• Image of Old Tenement Man

After returning from a five-year sabbatical from music in 2015 with the intimate collection Campfires On The Moon, Vancouver singer/songwriter, poet and playwright Rodney DeCroo’s musical evolution continues with his seventh full-length album, Old Tenement Man, a sprawling work of unflinching lyric-driven rock and roll, infused with the legacies of Lou Reed and Leonard Cohen.

Teaming up with producer by Lorrie Matheson (Art Bergmann, Rae Spoon) at his Calgary studio Arch Audio, DeCroo struck the perfect sonic balance through which to display the full range of his poetic gifts and a renewed commitment to reaching more ears.

The fully fleshed out arrangements on songs like “When It’s Everything” and “Like Jacob When He Felt The Angel’s Touch” leap out of the speakers with searing storytelling unlike anything DeCroo has achieved before on record, while Old Tenement Man’s most harrowing moments, such as “Ten Thousand Feet Tall,” and “The Barrel Has A Dark Eye,” thrill with the precise control both DeCroo and Matheson deploy to build the drama.
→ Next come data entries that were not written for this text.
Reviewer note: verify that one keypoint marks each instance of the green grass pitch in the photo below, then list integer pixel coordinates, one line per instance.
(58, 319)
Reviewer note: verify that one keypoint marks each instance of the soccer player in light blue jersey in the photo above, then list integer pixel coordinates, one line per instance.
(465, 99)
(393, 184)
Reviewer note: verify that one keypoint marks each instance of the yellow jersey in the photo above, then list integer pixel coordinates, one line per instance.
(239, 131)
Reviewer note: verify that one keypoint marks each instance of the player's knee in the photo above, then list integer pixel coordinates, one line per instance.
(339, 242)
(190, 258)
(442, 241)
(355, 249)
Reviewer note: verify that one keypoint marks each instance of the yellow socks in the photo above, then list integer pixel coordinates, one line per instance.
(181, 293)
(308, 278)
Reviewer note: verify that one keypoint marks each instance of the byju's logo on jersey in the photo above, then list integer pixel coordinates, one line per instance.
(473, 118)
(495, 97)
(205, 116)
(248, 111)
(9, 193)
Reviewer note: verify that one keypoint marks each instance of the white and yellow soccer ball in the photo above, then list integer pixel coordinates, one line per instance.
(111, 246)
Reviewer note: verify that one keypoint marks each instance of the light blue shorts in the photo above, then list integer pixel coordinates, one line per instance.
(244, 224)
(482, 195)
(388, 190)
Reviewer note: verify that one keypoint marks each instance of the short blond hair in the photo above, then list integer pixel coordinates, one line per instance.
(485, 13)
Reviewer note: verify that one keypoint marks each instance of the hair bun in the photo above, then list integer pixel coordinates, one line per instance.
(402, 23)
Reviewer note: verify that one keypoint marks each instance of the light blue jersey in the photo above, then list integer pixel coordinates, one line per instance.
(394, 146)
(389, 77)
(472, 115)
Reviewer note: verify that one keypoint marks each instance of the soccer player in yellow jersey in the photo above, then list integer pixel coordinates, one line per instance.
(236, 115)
The new album continues DeCroo’s intense output since 2010, which saw him produce an acclaimed poetry collection—and accompanying spoken word album—drawn from his childhood in Western Pennsylvania. He also mounted a one-man theatre show that toured western Canada, all of which was an outgrowth of extensive therapy to cope with addiction and Post Traumatic Stress Disorder.

Although Rodney DeCroo’s quest for inner peace remains ongoing, the immense strides he has made over the past half-dozen years has finally bore fruit on Old Tenement Man, an album that finally places him in the upper echelon of Canadian singer/songwriters. It is an album that reflects the times in which we live, and its themes will surely resonate long into the future.